会社員と同じように働いているフリーランスも助成されない可能性大

   その一方で、この雇用調整助成金は労働者を雇用している会社に対して助成されるものですから、フリーランスや個人事業主に対して助成されることはないほか、会社が雇用関係にないフリーランスや個人事業主の方に対して支払う金銭等についても助成されないことになります。

   では、フリーランスや個人事業主として、会社と業務委託契約などを結んでいた場合は、会社員と同様に助成金をもらうことはできないのでしょうか?

   おそらく、多くのフリーランスや個人事業主の方が、そう思ったのではないでしょうか。

   前述のように、雇用調整助成金は、「労働者」の雇用維持を図った会社を対象に助成します。法律上、労働者に当たるか否かは、実態として使用者(会社)の「指揮命令の下で労働し」、かつ、賃金を支払われていると認められるか否かにより決せられると考えられています(労働基準法9条、労働契約法2条1項)。
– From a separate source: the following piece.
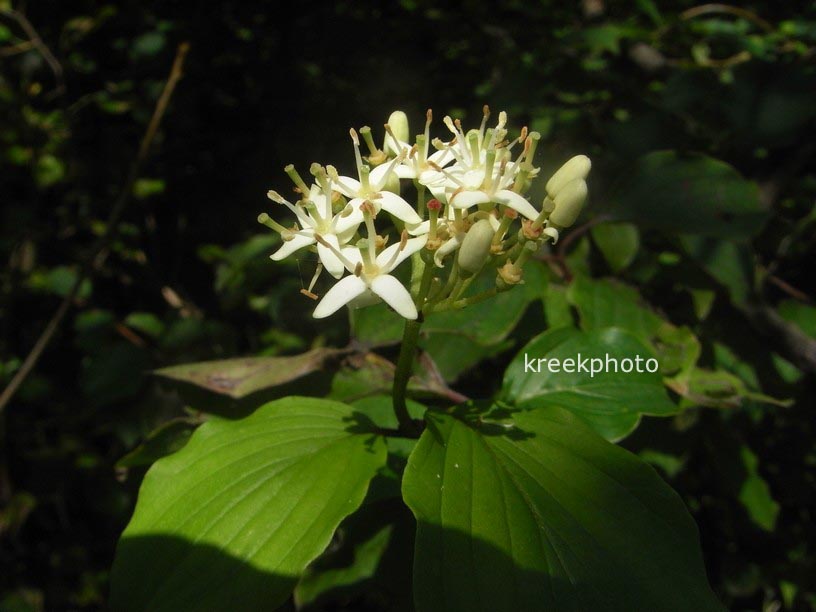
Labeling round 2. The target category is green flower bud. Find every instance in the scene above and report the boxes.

   一般に、会社が活動するに当たり必要な業務は、「雇用契約」、「派遣契約」、「業務委託契約」の3つの契約形態で実現されます。このうち雇用契約と派遣契約は、会社からの指揮命令を受ける立場となるものですが、業務委託契約は原則として事業者の指揮命令に服する立場とはなりません。

   そのため、仮にフリーランスや個人事業主の方が、企業と業務委託契約を結んでいたとしても、「労働者」に当たらないことになり、支給の対象とはならないでしょう。

   さらに、フリーランスや個人事業主が、契約している会社の社員と同様に出勤している場合でも、「労働者」には当たらないのでしょうか?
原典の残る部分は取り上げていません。